Brake pads: two pair of rear rotors, one pair of fronts, due to rust (not wear) and cheaper to replace than turn, one set of rear pads, one set of front pads.
Battery: Still showing 10.+ kWh per full charge when ICE starts. Varies a bit between 9.7 and 10.6 kWh, but any degradation isn't apparent to the operation. G.o' M. indicates 40~45 summer miles, 30-ish in winter on a full charge, usually pretty close to the result. Short commute, seldom discharged to ICE start.
Right front wheel bearing, cabin heat circulation pump replaced under 3rd party extended warranty. Cabin air direction flap drive replaced by me after warranty. Tires. Front right headlight (deer incident).
 

·
Registered
Joined
·
3 Posts
2011 with 186,700 miles. Getting 27-32 miles of range in summer weather. Front brakes have never been worked on. Engine has never been worked on, except oil changes every 2 years.

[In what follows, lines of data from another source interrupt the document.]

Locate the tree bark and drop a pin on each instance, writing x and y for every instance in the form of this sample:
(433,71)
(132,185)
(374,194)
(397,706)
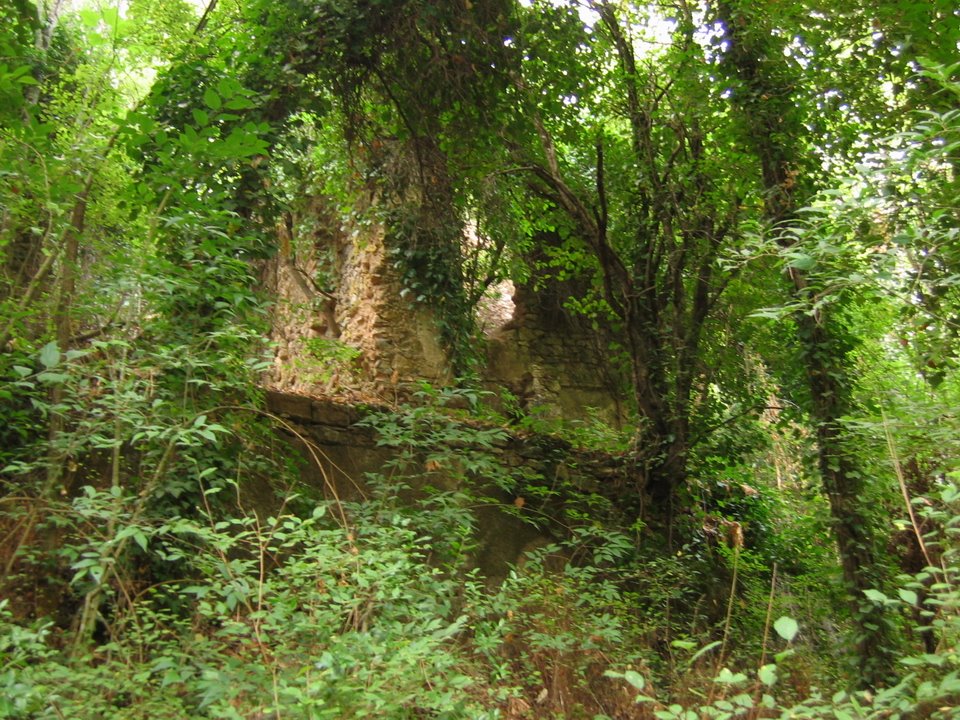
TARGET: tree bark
(772,118)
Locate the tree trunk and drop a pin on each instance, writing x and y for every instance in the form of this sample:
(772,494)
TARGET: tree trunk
(774,123)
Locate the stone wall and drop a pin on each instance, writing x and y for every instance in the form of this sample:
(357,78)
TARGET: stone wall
(342,453)
(344,325)
(355,333)
(552,361)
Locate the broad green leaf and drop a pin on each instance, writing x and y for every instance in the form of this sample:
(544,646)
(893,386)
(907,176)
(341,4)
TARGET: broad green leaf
(767,674)
(908,596)
(50,355)
(211,99)
(786,627)
(635,679)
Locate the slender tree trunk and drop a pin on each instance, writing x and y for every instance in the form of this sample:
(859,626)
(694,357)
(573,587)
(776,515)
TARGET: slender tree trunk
(772,119)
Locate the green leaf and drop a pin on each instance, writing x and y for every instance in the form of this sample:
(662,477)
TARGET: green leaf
(211,99)
(786,627)
(635,679)
(767,674)
(50,355)
(908,596)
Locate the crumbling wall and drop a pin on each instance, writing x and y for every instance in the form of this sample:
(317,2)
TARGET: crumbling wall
(552,361)
(345,325)
(342,323)
(341,453)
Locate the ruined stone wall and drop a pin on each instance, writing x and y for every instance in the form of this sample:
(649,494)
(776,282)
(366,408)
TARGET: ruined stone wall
(341,322)
(552,361)
(344,325)
(341,453)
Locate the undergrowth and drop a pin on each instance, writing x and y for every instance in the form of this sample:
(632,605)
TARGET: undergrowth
(216,586)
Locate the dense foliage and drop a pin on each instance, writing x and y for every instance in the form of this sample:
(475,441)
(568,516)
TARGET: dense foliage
(757,204)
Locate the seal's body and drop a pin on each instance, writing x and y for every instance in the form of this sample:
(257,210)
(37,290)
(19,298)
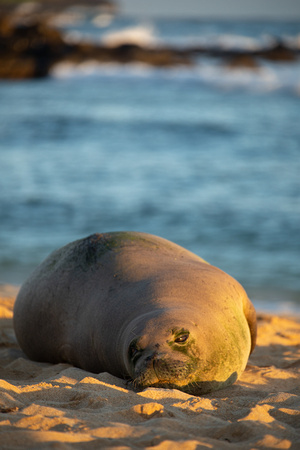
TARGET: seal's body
(139,307)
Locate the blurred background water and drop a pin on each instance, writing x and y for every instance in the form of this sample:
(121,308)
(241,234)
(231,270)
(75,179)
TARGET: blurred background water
(204,156)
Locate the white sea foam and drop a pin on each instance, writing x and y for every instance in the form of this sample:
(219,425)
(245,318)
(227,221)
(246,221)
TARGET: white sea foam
(267,77)
(143,35)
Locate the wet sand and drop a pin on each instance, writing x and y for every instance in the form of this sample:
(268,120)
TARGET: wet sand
(59,406)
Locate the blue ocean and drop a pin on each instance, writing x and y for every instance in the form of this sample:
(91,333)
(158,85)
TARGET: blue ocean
(203,155)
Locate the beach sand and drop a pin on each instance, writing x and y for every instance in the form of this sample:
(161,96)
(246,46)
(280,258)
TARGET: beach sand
(59,406)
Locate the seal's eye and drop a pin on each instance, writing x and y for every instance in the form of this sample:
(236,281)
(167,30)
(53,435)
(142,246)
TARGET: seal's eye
(182,339)
(134,351)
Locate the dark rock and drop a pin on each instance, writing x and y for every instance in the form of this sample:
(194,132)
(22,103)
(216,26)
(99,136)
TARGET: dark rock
(279,53)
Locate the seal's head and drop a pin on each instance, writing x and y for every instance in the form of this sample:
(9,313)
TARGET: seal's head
(175,353)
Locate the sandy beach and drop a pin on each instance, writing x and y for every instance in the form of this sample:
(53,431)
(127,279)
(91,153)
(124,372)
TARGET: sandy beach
(59,406)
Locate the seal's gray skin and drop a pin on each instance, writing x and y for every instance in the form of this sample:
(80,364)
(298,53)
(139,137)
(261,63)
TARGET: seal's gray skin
(139,307)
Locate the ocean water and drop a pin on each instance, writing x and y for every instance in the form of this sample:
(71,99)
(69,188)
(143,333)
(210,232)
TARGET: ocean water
(204,156)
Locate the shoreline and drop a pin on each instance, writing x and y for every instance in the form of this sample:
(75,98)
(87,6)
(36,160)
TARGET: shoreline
(45,405)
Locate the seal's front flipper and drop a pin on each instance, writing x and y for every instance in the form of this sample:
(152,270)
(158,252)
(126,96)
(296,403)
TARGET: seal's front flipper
(250,315)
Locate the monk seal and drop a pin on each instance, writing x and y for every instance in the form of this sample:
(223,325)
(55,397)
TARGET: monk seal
(139,307)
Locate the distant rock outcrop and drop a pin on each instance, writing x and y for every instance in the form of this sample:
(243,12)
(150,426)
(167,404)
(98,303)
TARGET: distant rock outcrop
(30,47)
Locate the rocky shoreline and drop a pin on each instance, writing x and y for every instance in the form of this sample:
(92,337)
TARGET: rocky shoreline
(30,46)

Still rides and drives like a new car.
We bought a new '13 that now has a 3' lift with A/T tires, 133000 miles, original brake pads are still at least 50 %, range is 30 miles. Loved it enough to buy a second one used with only 60K on it a couple years ago. it's our road trip and date car as the old one is now my second ( and much more efficient) work truck - Pepe. Still waiting on Atlis to build me a new work truck.
 

·
Registered
Joined
·
230 Posts
Still on the original pads and I hit 153,000 today on the way home. Pads still look very good. My guess would be probably 60% or better.
Getting 47 miles of range still... Love it...
 

·
Registered
Joined
·
3 Posts
2011 with 184,000 miles, brakes still look like new, still get 30 miles per battery charge, and BTW, it is now 1.5 years since the local chevy dealer told me I needed a new battery. Went out and purchased a Chinese knock of mdi2 analyzer, reset the codes, recharged the battery, been running fine ever since. Seems one of my cells had/has some intermittent low voltage (dendrites, connections, I will likely never be sure). Best car chevy ever made, still love it. Just needs more rear seat room, would it have killed them to make it a foot longer?
 

·
Registered
Joined
·
83 Posts
I think the easier question to ask is "Has anyone replaced their brake pads yet?" If so how many miles....

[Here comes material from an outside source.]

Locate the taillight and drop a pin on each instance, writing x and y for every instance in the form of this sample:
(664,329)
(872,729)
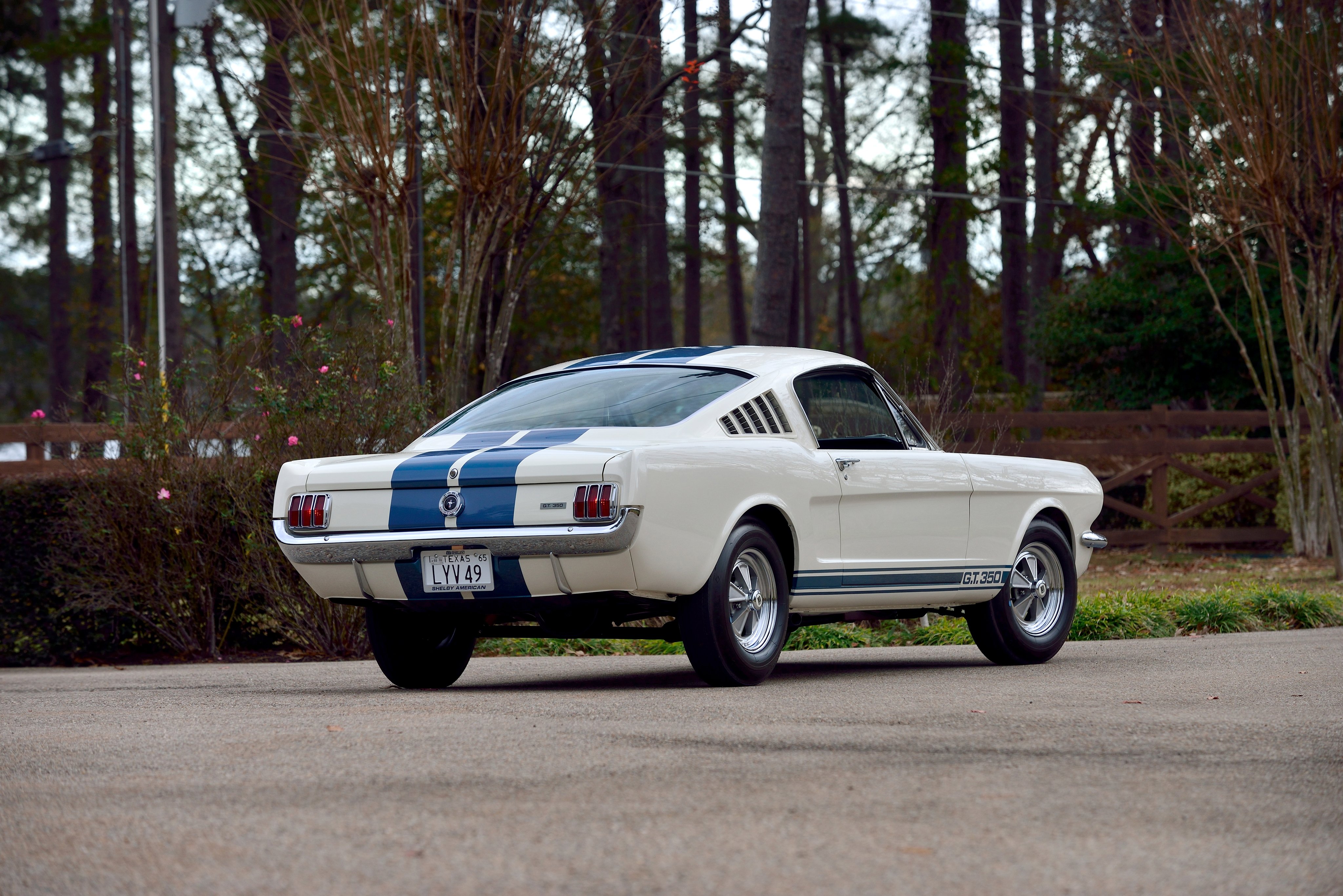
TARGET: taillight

Or a better question... "What will wear out first, the brakes or the battery?"

That being said, I have a 2011 xB with 104K on the clock with about 75% of the original pads left. I drive gently...
 

·
Registered
Joined
·
864 Posts
Lifetime depends mostly on how you use them, The way it works is that regen braking works with the front wheels only and comes first, then as the brake peddle is pressed harder the rear brakes start to work, only when pressing the peddle hard will fhe front work. So unless there's a problem, the rear pads will wear out long before the front.